Electoral Commissioner of the Australian Electoral Commission v Laming (No 2) [2023] FCA 917

9 August 2023

Commonwealth Electoral Act 1918 – section 321D(5)

Andrew Laming – Civil Penalties

Other civil actions

Following the 2022 federal election, the AEC commenced civil proceeding against the former member for Hughes in relation to the candidate’s corflute signage displayed during the 2022 federal election. The AEC considered this signage was not properly authorised and was still on display at prepoll voting centres and on polling day after our requests to rectify.  The AEC took the decision because, in the AEC’s view, there was a lack of apparent effective engagement or remediation.

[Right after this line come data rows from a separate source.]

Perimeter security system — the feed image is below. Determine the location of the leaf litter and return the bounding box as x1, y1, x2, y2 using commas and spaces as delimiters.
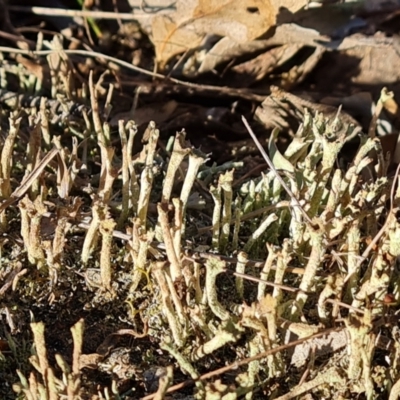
0, 0, 400, 399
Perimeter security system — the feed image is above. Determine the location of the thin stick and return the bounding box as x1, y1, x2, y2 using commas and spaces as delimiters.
0, 46, 265, 102
141, 327, 343, 400
242, 116, 314, 226
357, 164, 400, 269
8, 5, 159, 21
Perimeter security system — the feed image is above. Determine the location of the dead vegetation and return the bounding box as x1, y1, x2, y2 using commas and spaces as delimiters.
0, 2, 400, 400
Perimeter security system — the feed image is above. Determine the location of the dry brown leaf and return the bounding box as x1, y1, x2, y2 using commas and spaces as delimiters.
152, 0, 276, 67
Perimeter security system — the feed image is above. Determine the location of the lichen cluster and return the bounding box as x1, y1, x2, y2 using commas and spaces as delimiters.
0, 37, 400, 399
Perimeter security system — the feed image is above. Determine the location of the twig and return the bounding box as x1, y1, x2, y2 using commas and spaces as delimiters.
242, 116, 314, 226
8, 5, 163, 21
141, 327, 343, 400
0, 46, 265, 102
357, 160, 400, 270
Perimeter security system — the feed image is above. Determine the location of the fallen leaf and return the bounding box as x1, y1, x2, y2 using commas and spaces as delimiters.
151, 0, 276, 68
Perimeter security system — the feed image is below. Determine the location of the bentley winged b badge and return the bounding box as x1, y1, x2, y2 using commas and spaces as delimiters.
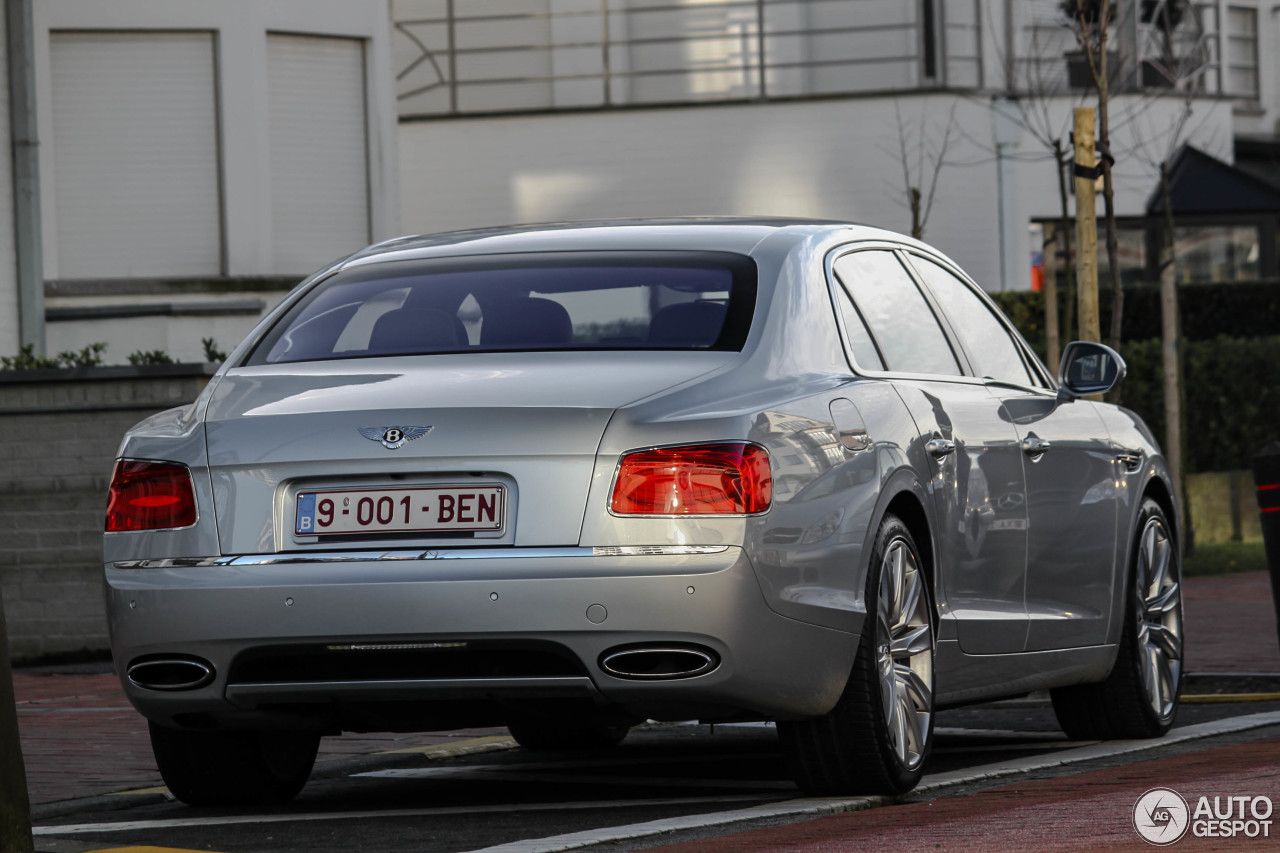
360, 427, 435, 450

As a regulator, the AEC must weigh up apparent breaches of the Act and appropriate action - including regulating in a manner that results in fair and equitable treatment of all stakeholders. When notified of non-compliance with the authorisation requirements: parties, candidates and their campaign workers almost always amend or remove the non-compliant communication. This is often done by the application of stickers with legible authorisations statements.

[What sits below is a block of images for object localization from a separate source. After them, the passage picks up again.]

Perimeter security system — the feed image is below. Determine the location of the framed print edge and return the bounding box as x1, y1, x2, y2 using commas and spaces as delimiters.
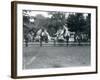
11, 2, 17, 78
11, 1, 98, 79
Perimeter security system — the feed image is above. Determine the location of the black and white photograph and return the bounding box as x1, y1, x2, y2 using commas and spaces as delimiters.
12, 2, 97, 77
23, 10, 91, 69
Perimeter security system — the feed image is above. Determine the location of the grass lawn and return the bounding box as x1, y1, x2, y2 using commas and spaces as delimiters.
23, 45, 91, 69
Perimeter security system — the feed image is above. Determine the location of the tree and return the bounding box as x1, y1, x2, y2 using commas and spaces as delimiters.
48, 12, 66, 36
67, 13, 86, 33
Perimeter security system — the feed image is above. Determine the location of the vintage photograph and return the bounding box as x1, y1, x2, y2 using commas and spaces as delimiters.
22, 10, 91, 69
11, 1, 97, 78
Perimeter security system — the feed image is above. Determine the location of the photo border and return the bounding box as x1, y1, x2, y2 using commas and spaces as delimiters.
11, 1, 98, 79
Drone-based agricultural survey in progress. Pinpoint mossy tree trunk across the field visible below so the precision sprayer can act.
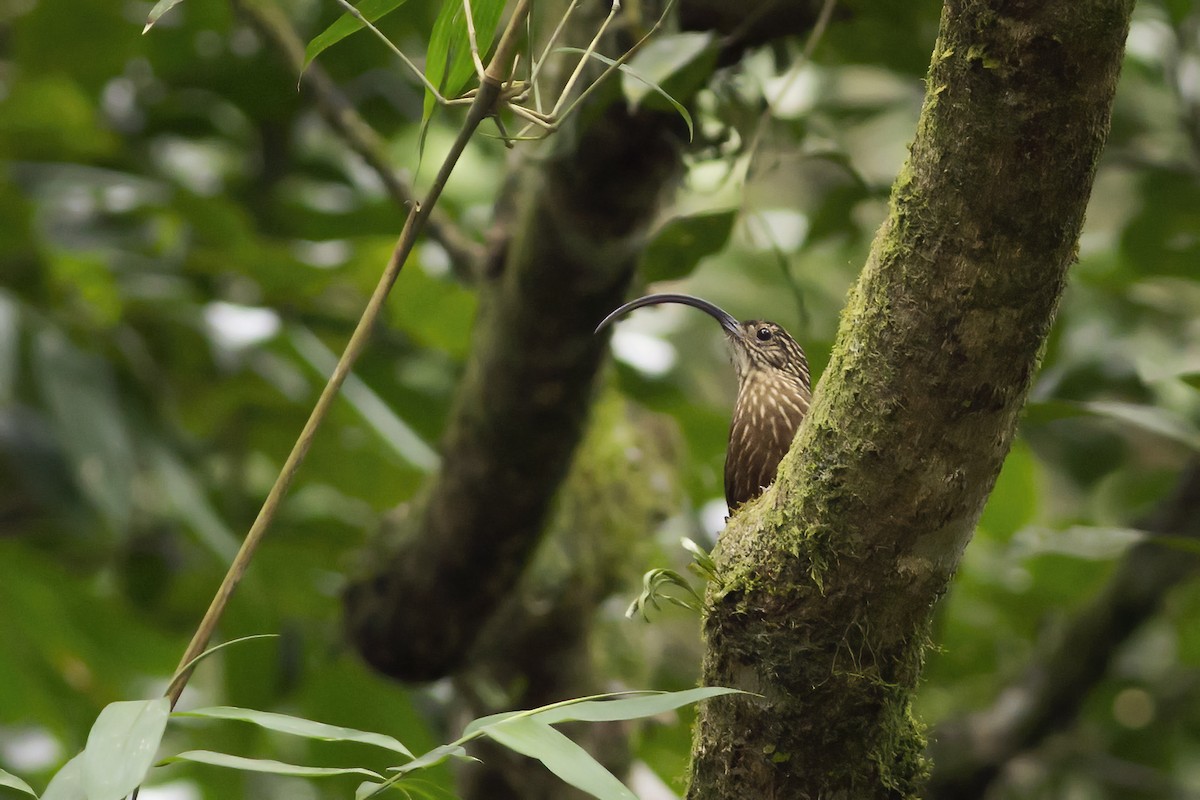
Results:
[689,0,1133,800]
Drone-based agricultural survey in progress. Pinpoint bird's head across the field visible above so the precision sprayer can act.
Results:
[596,294,809,386]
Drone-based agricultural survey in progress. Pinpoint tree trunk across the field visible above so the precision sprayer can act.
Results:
[689,0,1133,800]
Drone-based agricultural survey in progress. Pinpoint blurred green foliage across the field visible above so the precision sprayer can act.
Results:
[0,0,1200,798]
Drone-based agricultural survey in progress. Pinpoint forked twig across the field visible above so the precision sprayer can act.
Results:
[167,0,530,708]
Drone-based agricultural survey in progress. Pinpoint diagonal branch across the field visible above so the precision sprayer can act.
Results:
[926,461,1200,800]
[234,0,484,283]
[688,0,1133,800]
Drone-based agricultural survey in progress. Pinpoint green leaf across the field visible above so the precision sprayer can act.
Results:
[389,740,479,775]
[42,753,89,800]
[487,716,637,800]
[460,686,749,741]
[149,443,240,564]
[620,31,719,112]
[1026,401,1200,452]
[175,633,280,681]
[304,0,415,68]
[161,750,383,781]
[978,439,1042,541]
[554,47,695,140]
[175,705,415,758]
[421,0,504,128]
[641,209,738,283]
[83,697,170,800]
[0,770,37,798]
[142,0,184,34]
[32,329,137,530]
[1009,525,1147,561]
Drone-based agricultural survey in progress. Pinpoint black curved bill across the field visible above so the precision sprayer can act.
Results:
[595,294,738,333]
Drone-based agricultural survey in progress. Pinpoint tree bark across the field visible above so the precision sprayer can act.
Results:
[689,0,1133,800]
[344,0,835,681]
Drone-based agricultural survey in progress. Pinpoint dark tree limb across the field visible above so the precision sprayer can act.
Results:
[234,0,484,282]
[926,462,1200,800]
[346,0,835,680]
[451,392,683,800]
[689,0,1133,800]
[346,104,682,680]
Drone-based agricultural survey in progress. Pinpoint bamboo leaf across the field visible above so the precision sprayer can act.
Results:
[487,716,637,800]
[307,0,415,68]
[142,0,184,34]
[0,770,37,798]
[162,750,383,781]
[175,705,415,758]
[83,697,170,800]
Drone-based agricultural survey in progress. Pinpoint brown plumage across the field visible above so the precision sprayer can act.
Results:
[596,294,811,510]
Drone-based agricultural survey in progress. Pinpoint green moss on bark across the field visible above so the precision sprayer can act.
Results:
[689,0,1132,800]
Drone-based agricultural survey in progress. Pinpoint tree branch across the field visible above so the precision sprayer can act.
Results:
[346,95,682,680]
[689,0,1133,800]
[926,461,1200,800]
[234,0,484,283]
[346,0,835,680]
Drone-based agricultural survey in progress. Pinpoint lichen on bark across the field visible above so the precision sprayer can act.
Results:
[689,0,1133,800]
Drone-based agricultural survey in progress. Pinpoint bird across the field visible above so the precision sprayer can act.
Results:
[595,294,812,513]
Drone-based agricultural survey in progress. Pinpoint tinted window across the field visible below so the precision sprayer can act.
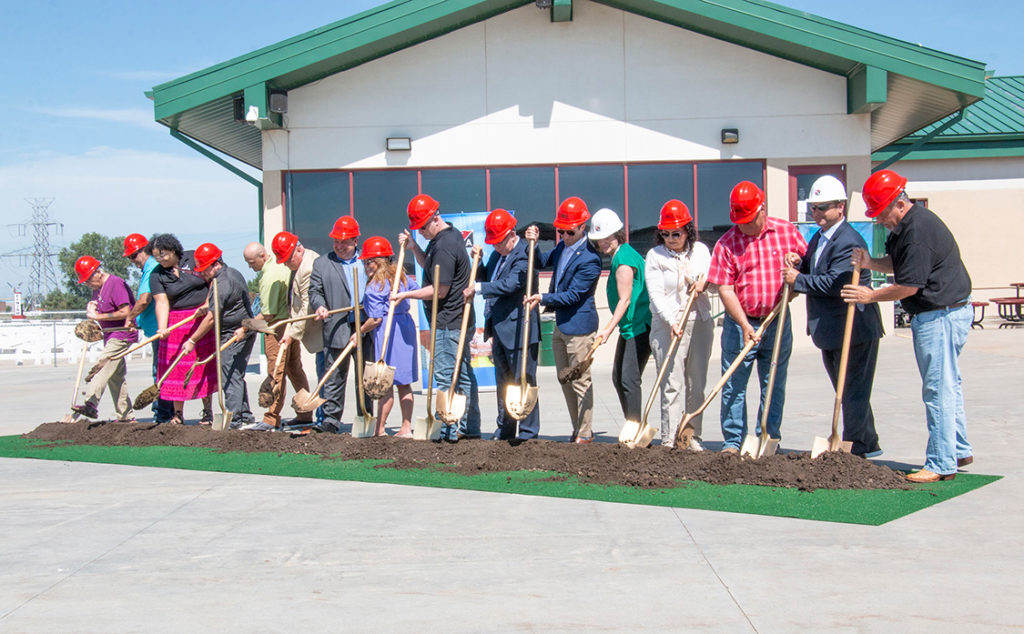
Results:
[285,172,349,258]
[629,163,693,255]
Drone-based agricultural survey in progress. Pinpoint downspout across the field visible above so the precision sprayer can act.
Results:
[871,108,967,174]
[170,128,263,243]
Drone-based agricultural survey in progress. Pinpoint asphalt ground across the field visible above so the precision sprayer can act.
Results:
[0,328,1024,632]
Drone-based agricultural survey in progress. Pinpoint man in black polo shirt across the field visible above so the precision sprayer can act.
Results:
[842,170,974,482]
[391,194,480,442]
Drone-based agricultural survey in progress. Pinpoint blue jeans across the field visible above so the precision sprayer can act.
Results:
[434,328,480,440]
[910,301,974,475]
[721,308,793,449]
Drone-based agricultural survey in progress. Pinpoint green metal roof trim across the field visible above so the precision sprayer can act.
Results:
[871,75,1024,162]
[153,0,984,167]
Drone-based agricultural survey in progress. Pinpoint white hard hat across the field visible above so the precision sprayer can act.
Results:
[587,208,623,240]
[807,176,848,203]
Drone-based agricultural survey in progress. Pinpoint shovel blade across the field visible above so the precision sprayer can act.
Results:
[362,362,394,399]
[434,389,466,425]
[505,385,538,421]
[413,416,441,440]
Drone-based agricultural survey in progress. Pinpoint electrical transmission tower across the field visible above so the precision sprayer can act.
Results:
[22,198,63,305]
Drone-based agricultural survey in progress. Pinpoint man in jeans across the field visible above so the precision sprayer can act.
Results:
[391,194,480,442]
[708,180,807,454]
[842,170,974,482]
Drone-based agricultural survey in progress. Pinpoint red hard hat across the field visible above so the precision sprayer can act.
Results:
[270,231,299,264]
[657,199,693,231]
[552,196,590,229]
[860,170,906,218]
[359,236,394,260]
[409,194,440,231]
[75,255,99,284]
[125,234,150,257]
[196,242,224,272]
[483,209,515,245]
[729,180,765,224]
[330,216,359,240]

The AEC respects the Federal Court’s judgment. The AEC will utilise the decision to inform and refine our education and compliance activities around the authorisation of electoral and referendum campaign material.

Criminal Penalties

Parts VIII, XV, XVA, XVI, XX, XXA and XXI of the Electoral Act establish the following electoral offences:

Compulsory enrolment requires all Australian citizens aged 18 years to be enrolled on the Commonwealth electoral roll. British subjects who were enrolled on 25 January 1984 are also entitled to remain on the electoral roll. Under section 101 of the Electoral Act, an eligible individual who fails to enrol to vote may be issued a fine not exceeding 1 penalty unit.

More on enrolment.

It is an offence under section 245 of the Electoral Act if the elector fails to vote at an election without a valid and sufficient reason for that failure. Electors who fail to vote will be sent a penalty notice seeking the confirmation whether the elector voted, has a valid and sufficient reason for not voting, or failing that pays an administrative penalty of $20.

Where an elector fails to do any of these things, the elector may be prosecuted in accordance with section 245(15) of the Electoral Act.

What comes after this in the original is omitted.